For their new department store Dover street Market Ginza in Tokyo, the brand Comme des Garçons asked us to imagine a new version of a wooden cave. Rey Kawabuko’s vision puts forward a sharp contrast between a very neutral architecture: white walls, concrete and embedded lighting with a wild and invasive sculpture, which transforms the space. Her choice of organizing the room around two separate pillars makes this complementary project unique, where two giant trees crash on the ceiling.
Fantastique Canopee accidentally and randomly scatters across the space to break the stands’ limits. The watery energy of this wooden sea, composed of thousands of wooden planks fit together to form a harmonious and imperfect scaly skin, whose jagged curves spread and grow on the ceiling in an uncertain explosion.
The 9715 planks, laid one by one from the two vertical pillars’ basis were fixed one by one randomly.
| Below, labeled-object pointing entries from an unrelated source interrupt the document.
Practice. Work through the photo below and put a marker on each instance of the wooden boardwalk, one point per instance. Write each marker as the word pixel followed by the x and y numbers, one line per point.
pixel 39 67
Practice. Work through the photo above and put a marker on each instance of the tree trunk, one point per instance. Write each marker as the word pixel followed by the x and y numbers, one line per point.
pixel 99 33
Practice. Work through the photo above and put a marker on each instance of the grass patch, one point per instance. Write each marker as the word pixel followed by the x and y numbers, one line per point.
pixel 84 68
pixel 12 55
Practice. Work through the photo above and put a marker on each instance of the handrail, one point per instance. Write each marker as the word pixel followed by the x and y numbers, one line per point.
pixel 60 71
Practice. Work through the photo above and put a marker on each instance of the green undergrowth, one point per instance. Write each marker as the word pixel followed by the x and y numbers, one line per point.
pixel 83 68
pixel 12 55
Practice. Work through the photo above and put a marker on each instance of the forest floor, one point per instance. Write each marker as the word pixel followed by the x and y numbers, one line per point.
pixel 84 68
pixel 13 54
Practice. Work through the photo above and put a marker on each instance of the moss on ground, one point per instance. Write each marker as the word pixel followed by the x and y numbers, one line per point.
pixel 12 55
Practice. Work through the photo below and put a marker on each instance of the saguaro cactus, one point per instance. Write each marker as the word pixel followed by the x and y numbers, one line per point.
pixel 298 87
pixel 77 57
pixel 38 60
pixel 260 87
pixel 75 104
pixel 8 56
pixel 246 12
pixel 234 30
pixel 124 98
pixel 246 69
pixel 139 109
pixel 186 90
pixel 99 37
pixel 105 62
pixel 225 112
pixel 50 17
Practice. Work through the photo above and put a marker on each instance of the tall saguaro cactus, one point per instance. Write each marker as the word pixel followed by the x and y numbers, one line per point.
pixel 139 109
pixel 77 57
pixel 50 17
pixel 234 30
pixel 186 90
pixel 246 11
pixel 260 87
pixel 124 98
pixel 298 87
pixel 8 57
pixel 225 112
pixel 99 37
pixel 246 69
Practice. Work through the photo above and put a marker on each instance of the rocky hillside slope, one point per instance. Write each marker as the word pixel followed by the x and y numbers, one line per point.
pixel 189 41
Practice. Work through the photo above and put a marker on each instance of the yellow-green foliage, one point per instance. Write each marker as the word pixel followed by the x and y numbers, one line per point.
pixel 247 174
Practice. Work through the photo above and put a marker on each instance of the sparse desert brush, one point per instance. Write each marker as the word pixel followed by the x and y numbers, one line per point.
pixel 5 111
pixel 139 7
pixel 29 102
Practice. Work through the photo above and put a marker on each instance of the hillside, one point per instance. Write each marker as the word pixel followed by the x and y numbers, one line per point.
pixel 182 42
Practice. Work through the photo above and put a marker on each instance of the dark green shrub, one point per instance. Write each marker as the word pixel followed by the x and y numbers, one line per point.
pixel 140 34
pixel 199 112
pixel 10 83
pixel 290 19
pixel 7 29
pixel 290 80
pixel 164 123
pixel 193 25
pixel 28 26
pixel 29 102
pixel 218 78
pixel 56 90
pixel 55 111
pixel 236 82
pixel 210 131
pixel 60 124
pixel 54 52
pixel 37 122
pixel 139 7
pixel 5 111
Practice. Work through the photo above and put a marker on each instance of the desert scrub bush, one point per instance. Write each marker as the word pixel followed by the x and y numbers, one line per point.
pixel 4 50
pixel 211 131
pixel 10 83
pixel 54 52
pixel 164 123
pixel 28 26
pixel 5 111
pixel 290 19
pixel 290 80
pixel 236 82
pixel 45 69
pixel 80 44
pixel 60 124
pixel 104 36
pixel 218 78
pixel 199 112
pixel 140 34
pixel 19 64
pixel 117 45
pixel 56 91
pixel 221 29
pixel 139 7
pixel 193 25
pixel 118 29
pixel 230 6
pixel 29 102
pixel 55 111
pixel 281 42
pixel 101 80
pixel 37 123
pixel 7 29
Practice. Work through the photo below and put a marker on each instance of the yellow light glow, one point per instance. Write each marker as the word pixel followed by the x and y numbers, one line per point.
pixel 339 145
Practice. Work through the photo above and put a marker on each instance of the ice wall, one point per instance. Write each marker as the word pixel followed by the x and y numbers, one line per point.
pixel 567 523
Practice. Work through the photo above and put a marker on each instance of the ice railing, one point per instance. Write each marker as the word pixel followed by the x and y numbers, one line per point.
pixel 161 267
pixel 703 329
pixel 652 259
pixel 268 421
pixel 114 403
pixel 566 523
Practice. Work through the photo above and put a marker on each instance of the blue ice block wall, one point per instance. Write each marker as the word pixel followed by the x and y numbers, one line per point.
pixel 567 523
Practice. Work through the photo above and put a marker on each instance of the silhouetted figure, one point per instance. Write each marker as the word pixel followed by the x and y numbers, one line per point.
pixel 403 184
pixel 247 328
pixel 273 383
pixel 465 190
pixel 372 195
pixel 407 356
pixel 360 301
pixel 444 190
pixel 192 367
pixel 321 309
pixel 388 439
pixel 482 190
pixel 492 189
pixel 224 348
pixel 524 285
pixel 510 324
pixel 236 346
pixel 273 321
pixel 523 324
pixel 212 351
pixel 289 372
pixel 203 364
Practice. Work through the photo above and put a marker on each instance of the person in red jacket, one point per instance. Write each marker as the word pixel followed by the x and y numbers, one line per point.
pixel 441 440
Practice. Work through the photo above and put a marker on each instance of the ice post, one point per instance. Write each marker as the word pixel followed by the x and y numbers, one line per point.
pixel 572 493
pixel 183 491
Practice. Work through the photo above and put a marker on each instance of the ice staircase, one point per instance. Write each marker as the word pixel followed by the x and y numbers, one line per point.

Without knowing where it would go and eventually end, the sculpture forms a structure which becomes wider to spread horizontally and overhang space in every direction. United, the two entities are striving to meet, through the glass panels of the escalator in the middle of the building, to form a one and only body.
Smooth circulation are formed around the two spaces, the wooden masses break the corners’ limits whose implantation is unknown. The pieces of wood create irregular curves which are modified depending on the point of view, looking thin here and massive there. As they were built randomly on the spot, Fantastique Canopee’s vague and free curves make the sculpture look like an object verging on chaos and plant world in accordance with the brand Comme des Garçons’ spirit.